Current discharge requirements are clearly unsafe since they can result in detainees leaving removal centres without adequate medication, arrangements for GP registration, copies of medical notes, or provision for continuity of care. These and other serious problems in the healthcare of detainees have also been documented in expert reports.6121314 Complaints from former detainees about unduly hasty or dangerous discharge have elicited dismissive written responses insisting that clinicians must adhere to Home Office requirements for rapid discharge (personal communications, available on request from FWA).

The discharge practice is particularly concerning because many detainees need prescribed drugs such as psychotropic, anti-epileptic, or antiretroviral agents and are at risk of relapse or deterioration if treatment is discontinued. Released detainees may be vulnerable because of language difficulties, ignorance of UK healthcare systems, or traumatisation by their experiences before or during detention.

Medically unsafe discharge may be a consequence of the Home Office’s desire to avoid accusations of unlawfully prolonging detention. From 2012 to 2017 over £4m (€4.7m; $5.3m) was paid each year in compensating people who were wrongfully detained in England.14 Despite the concern to avoid such payments, the Home Office and removal centre GPs have an enduring duty of care which does not end at release.

Immigration detainees have a right to timely liberty when this is ordered but also a right to medically safe release. Similarly, the authorities should not be subject to unreasonable claims for wrongful detention. These requirements may seem conflicting but they can and should be reconciled without detriment to either party.

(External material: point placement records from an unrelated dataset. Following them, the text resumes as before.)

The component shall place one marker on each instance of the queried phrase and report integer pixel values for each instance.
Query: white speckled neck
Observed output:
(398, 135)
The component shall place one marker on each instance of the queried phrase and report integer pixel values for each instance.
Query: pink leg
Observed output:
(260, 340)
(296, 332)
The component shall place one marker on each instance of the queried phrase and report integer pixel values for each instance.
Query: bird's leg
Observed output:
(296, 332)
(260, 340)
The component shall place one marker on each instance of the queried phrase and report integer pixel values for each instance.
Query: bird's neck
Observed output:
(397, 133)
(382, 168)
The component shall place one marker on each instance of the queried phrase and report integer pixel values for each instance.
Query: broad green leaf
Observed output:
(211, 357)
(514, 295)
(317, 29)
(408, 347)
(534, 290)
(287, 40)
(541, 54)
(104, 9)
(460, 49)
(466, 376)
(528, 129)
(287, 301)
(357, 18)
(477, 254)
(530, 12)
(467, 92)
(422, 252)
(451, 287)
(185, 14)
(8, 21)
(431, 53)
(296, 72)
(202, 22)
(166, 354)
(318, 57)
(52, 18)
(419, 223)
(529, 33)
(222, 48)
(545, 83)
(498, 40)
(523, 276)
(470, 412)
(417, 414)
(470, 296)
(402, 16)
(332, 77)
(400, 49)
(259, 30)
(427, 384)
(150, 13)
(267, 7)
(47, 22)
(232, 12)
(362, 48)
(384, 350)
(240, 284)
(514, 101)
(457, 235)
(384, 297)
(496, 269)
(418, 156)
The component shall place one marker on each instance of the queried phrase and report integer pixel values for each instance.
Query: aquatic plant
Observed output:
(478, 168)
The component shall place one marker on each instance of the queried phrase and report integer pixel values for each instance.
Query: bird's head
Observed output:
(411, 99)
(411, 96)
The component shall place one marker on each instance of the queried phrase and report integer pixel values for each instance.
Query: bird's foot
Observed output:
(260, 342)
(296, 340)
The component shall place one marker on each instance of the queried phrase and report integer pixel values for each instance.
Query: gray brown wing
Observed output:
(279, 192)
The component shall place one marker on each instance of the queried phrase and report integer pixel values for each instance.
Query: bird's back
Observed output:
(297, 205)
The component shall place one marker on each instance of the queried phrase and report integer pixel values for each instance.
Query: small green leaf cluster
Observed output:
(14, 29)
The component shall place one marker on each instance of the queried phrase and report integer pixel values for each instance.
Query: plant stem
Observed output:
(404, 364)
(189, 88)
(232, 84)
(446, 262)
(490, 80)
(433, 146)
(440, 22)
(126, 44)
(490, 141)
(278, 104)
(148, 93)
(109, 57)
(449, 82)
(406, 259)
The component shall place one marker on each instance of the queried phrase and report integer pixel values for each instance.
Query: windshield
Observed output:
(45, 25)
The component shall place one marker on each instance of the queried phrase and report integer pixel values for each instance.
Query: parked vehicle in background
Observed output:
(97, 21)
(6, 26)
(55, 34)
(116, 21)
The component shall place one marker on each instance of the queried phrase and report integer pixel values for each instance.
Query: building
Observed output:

It is NHS England policy to audit performance indicators for immigration removal centres, and these indicators should include measures of safe discharge, as recommended by the Faculty of Forensic and Legal Medicine.15

New contracts for healthcare services in immigration removal centres are due from June 2020, providing an opportunity for a rethink. The Home Office, NHS England, and all providers should ensure that existing contracts do not prevent or obstruct clinicians working in these centres from complying with their professional duties as defined by the General Medical Council when discharging detainees or transferring responsibility for their ongoing care.16


  • Competing interests: We have read and understood BMJ policy on declaration of interests and declare that FWA, JCo, CK, and JP-J are sometimes paid to examine and write medicolegal reports about immigration detainees and former detainees. JCh chairs the BMA medical ethics committee.

  • Provenance and peer review: Not commissioned; externally peer reviewed.